Cath Hakanson is a sex educator and founder of Sex Ed Rescue, a service that helps parents to talk more naturally with their kids about sex, without feeling awkward or embarrassed.
She tells me that sex education through YouTube is not ideal, but is inevitable because of the lack of sex education in Australian schools.
"Video is the medium that attracts teens, and with YouTube being the leader in the field, it's naturally the place that teens will go,' she says. "There are some really well-known vloggers who provide very factual and straightforward advice covering sex education topics that are avoided in school."
"I think that until more comprehensive sex education is provided in schools, this may be the future of sex education for teens whether we like it or not."
In an ideal world, teens would be educated by someone who can provide them with accurate and age-appropriate information, with the opportunity to ask questions and explore topics in depth.
Topics such as masturbation may require more philosophical exploration about why you would masturbate and what to do if your church or religion believes it's sinful.
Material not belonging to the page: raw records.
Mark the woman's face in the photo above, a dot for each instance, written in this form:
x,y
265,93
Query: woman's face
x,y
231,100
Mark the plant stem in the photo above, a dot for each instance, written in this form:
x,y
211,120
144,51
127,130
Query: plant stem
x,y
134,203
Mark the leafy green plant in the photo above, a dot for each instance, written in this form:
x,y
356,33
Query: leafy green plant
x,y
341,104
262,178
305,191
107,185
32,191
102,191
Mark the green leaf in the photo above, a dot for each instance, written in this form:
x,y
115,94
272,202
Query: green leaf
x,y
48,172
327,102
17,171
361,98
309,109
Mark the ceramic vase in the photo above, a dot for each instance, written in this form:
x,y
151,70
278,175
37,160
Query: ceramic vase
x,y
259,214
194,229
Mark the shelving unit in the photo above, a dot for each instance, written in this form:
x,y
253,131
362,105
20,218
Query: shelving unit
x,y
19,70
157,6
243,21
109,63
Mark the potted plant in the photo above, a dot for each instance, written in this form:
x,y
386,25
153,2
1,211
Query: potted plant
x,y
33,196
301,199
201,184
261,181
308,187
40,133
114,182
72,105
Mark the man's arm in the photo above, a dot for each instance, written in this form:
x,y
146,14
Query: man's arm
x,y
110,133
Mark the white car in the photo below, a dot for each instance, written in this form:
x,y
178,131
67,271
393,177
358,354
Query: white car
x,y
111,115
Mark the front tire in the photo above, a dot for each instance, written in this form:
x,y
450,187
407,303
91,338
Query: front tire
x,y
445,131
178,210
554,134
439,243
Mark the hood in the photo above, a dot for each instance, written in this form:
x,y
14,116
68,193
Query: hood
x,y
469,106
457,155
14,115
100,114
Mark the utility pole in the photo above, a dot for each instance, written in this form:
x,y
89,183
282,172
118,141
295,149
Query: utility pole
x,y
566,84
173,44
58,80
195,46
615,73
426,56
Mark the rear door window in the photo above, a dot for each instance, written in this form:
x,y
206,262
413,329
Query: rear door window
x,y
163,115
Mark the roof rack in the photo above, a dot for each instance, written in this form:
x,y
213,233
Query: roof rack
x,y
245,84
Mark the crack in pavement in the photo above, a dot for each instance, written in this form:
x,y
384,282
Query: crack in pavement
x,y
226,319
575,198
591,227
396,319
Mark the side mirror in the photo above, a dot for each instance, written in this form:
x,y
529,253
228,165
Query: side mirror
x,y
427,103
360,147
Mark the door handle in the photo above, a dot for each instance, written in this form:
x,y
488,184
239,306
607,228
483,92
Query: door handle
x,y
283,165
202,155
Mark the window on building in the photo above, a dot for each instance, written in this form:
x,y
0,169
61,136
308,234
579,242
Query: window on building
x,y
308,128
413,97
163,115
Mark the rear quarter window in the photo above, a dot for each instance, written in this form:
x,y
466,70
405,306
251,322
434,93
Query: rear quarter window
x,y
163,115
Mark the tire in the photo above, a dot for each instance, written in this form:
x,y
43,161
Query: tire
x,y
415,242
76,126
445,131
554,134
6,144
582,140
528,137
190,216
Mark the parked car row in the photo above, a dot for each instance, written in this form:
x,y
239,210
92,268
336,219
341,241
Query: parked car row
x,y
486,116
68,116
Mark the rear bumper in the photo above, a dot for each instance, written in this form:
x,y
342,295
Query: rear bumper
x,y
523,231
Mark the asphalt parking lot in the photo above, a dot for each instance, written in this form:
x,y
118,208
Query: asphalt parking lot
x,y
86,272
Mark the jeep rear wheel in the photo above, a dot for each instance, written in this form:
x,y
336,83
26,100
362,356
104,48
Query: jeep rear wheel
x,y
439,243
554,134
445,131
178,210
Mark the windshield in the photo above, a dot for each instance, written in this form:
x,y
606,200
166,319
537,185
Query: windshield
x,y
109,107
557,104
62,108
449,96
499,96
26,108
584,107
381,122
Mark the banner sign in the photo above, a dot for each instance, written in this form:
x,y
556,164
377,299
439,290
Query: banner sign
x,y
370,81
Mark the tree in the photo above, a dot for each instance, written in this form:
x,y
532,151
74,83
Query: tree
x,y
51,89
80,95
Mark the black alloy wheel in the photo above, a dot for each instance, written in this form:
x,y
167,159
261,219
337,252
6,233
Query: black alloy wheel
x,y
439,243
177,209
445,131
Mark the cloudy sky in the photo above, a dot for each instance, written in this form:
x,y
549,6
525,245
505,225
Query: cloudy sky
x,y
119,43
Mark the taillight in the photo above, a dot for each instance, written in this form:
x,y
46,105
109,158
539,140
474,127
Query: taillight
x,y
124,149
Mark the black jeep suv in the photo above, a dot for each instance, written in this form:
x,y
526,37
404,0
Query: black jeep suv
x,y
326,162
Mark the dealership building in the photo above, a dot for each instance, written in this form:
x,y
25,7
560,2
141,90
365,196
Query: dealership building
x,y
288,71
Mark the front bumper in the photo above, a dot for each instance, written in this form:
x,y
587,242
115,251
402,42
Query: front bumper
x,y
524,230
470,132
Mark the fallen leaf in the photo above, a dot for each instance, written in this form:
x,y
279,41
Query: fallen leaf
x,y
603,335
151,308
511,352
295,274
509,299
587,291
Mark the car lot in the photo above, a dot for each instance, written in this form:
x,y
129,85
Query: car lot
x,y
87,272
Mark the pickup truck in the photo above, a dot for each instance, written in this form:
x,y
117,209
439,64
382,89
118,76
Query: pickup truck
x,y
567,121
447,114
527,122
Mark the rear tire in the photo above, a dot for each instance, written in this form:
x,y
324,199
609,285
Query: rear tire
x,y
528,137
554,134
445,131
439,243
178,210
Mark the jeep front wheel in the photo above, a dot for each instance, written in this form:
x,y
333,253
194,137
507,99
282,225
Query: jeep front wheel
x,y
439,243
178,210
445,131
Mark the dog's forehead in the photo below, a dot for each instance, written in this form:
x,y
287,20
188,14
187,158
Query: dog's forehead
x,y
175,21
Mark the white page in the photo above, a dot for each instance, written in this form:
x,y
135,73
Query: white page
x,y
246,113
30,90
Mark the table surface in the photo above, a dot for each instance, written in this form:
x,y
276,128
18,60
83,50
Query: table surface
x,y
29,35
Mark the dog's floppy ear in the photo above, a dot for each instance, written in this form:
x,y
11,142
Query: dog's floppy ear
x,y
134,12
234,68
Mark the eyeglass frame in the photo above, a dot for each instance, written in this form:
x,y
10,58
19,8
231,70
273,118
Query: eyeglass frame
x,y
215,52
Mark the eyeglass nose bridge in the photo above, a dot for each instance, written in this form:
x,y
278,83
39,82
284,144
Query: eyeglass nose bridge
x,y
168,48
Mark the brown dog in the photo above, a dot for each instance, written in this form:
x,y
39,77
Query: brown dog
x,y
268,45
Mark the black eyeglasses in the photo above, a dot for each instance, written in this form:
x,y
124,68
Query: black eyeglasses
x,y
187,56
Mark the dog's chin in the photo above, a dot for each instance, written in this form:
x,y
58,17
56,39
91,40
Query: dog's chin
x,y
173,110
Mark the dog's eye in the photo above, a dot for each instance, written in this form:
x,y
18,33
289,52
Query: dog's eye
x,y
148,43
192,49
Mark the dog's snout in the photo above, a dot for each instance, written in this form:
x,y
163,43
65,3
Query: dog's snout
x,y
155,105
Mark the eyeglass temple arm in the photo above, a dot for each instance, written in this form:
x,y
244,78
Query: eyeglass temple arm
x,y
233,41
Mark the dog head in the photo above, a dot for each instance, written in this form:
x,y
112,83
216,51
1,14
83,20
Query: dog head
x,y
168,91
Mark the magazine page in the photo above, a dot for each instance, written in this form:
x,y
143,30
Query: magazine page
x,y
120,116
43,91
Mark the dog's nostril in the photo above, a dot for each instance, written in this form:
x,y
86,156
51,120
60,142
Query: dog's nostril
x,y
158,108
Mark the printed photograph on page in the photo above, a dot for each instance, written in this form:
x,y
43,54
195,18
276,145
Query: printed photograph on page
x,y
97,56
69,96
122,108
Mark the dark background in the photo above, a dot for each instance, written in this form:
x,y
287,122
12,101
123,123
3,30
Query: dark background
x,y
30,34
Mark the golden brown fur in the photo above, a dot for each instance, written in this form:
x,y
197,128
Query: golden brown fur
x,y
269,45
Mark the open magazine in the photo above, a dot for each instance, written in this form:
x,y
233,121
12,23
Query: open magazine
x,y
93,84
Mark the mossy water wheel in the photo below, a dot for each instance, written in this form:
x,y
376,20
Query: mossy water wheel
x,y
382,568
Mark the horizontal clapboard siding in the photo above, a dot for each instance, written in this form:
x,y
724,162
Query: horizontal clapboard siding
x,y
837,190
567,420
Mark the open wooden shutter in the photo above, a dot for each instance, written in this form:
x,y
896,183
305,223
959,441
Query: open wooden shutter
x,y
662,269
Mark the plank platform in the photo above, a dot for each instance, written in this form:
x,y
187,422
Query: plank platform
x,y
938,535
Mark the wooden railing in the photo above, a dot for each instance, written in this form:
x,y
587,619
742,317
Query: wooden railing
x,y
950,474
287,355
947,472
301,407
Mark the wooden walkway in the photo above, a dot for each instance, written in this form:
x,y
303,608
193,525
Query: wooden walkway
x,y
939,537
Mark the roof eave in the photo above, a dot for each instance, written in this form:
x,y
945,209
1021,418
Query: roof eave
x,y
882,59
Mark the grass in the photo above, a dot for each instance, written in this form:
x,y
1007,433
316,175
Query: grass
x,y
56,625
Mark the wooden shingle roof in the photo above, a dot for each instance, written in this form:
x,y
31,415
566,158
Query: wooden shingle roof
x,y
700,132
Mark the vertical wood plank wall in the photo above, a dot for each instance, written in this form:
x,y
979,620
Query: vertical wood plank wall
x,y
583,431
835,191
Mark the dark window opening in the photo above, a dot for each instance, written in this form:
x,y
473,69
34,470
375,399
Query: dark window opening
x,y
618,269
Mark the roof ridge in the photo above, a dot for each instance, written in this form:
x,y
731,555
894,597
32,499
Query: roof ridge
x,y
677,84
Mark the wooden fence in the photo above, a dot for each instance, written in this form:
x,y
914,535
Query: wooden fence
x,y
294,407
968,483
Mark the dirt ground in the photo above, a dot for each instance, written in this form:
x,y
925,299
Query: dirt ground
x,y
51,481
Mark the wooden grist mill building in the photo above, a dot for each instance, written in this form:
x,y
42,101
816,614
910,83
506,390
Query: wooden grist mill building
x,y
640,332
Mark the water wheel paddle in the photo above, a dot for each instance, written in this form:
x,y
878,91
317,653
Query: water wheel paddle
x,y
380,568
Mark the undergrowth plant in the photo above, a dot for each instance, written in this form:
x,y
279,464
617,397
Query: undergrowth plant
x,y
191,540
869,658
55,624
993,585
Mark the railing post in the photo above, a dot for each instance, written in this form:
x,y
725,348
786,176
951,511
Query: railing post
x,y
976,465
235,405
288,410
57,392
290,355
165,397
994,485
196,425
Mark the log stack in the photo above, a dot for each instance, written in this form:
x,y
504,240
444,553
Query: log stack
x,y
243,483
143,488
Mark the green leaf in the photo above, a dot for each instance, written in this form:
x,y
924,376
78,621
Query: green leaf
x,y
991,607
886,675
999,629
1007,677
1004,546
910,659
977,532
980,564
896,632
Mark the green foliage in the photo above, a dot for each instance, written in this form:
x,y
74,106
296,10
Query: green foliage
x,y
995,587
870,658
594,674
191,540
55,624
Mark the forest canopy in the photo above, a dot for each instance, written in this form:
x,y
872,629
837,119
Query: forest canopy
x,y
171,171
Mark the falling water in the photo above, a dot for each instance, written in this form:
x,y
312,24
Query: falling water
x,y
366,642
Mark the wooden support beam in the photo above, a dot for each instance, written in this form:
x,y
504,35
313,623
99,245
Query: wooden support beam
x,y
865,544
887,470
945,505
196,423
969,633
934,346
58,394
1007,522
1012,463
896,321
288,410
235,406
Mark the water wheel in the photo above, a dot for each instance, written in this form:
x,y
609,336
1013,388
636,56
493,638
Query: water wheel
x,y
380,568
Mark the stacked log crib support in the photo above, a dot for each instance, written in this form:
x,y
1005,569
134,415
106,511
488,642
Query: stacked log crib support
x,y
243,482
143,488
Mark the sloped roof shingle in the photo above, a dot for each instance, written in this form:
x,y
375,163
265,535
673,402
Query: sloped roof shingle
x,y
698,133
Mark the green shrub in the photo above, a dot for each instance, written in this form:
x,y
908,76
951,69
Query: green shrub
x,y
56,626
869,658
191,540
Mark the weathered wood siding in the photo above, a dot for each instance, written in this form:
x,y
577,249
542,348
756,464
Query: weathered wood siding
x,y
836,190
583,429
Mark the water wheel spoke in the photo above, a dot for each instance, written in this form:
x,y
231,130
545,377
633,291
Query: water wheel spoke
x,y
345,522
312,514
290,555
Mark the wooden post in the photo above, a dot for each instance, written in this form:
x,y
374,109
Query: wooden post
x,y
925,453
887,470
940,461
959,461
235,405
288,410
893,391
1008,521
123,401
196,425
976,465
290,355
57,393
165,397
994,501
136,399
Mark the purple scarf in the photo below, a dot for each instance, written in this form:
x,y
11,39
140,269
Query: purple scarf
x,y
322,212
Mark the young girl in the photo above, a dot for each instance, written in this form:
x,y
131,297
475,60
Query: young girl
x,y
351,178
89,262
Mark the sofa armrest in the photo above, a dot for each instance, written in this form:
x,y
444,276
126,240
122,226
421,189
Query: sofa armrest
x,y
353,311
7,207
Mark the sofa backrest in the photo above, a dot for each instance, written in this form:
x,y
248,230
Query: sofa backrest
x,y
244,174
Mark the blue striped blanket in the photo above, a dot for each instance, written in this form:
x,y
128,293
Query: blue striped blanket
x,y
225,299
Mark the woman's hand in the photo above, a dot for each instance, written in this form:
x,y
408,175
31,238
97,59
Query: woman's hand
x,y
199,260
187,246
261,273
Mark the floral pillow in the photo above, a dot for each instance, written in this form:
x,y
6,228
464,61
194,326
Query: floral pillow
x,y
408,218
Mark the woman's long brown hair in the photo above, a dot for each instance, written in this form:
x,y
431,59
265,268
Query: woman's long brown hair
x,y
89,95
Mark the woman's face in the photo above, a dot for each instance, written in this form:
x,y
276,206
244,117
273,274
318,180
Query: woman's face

"Teens are no more curious than we were when we were teens ourselves. What's changed, is that it's now easier for teens to find answers about sex," says Hakanson. "We live in a sexualised world where sex is used to sell clothing, cars, shoes, and even food, so our kids have this to deal with too."
YouTube can only provide so much information so, while teens may be learning about techniques for personal or sexual relations, they won't necessarily be learning about healthy relationships.
Of course, there's also the reality that porn is easily accessible on line and working out the good from the bad is hard.
"I think that watching good education content on YouTube relating to things such as technique may be beneficial, but only if it coincides with discussions that are being had at school or home, particularly about relationships, respect and consent," says Hakanson.
Subsequently, she adds that parents need to be having discussions about sex and share their related values and beliefs too.
"Tell stories, add your perspective, ask questions and be approachable," she advises. "Teens want to be able to talk to you about sex, so see school sex education as an opportunity to talk to them about what they've learnt, and share your viewpoint."
"Parents need to be aware that it isn't their role to teach their teens technique. It isn't the sort of information that a healthy teen will want from a parent anyhow. For parents, it's more about being approachable and open to conversation with their teen about everything and having lots of natural ongoing conversations."